A new quadrilateral shell element using 16 degrees of freedom

The purpose of this paper is to present a quadrilateral shell element using 16 degrees of freedom (dof) (12 translations and four rotations) which makes a pair with Morley's triangle at 12 dof. This latter has been updated by Batoz who later proposed an extension to a quadrilateral (“DKQ16”) but only with special interpolation functions for an elastic behaviour of the material. Precisely, it is in order to release from this strong limitation that a completely different formulation is proposed here.

The development of this new quadrilateral called “DKS16” involves three stages. The first one starts from Morley's triangle updated by Batoz (“DKT12”) to derive a rotation‐free (RF) triangular element (“S3”). The second stage consists in generalising this triangle to a RF quadrilateral (“S4”). During the final leg, the S4 and DKT12 main features are combined to give the quadrilateral “DKS16”.

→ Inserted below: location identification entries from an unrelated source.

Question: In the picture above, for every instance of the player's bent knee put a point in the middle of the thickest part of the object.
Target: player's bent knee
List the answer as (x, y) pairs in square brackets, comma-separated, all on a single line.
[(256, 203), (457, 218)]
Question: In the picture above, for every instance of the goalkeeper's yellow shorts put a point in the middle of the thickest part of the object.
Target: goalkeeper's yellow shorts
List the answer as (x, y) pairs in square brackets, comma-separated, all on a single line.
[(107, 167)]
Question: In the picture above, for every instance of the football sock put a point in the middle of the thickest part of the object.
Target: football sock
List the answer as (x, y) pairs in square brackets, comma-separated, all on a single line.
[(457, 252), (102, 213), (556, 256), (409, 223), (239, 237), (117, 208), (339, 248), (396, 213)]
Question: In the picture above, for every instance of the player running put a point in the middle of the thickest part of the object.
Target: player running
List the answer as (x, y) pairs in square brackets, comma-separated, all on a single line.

Other parameters being equal, the type of finite element chosen for the forming stage simulation has a great influence on further springback result even in software with automatic remeshing. Particularly, it is pointed out that the RF shell elements S3 and S4 as well as the triangle DKT12 are less sensitive to the mesh size than classical shell elements with six dof per node. But, even if some improvements of in‐plane shear have been proposed, stamping codes users are reluctant to use triangles. That is why this paper presents an attempt to extrapolate a quadrilateral (DKS16) from the triangle DKT12 via S3 and S4 elements formulation. Numerous examples showing convergence and accuracy are presented: irregular meshes, large displacement analyses and deep‐drawing simulations.

The triangular “S3” element is already implemented in RADIOSS^® software and its implementation – as well as the one of “DKT12” – is in progress in Pam‐Stamp, both as “user elements”. The next step will be the implementation of the quadrilateral “S4” (RF) and, maybe, the element “DKS16” since both are cheaper in terms of computation time and are found interesting for sheet forming.

It seems obvious that curvatures are more exactly captured in RF elements (when nodes slide on die radius) since they are imposed in terms of translations instead of traditional nodal rotations not managed by contact conditions. As the neighbours are involved, a drawback of these RF elements is their complex formulation in case of branching surfaces and/or abrupt variations in material behaviour and/or thickness. This is not the case for elements such as DKT12 or DKS16, good candidates to add to the (long) list of cheap shell elements for large scale computations typical of sheet metal forming.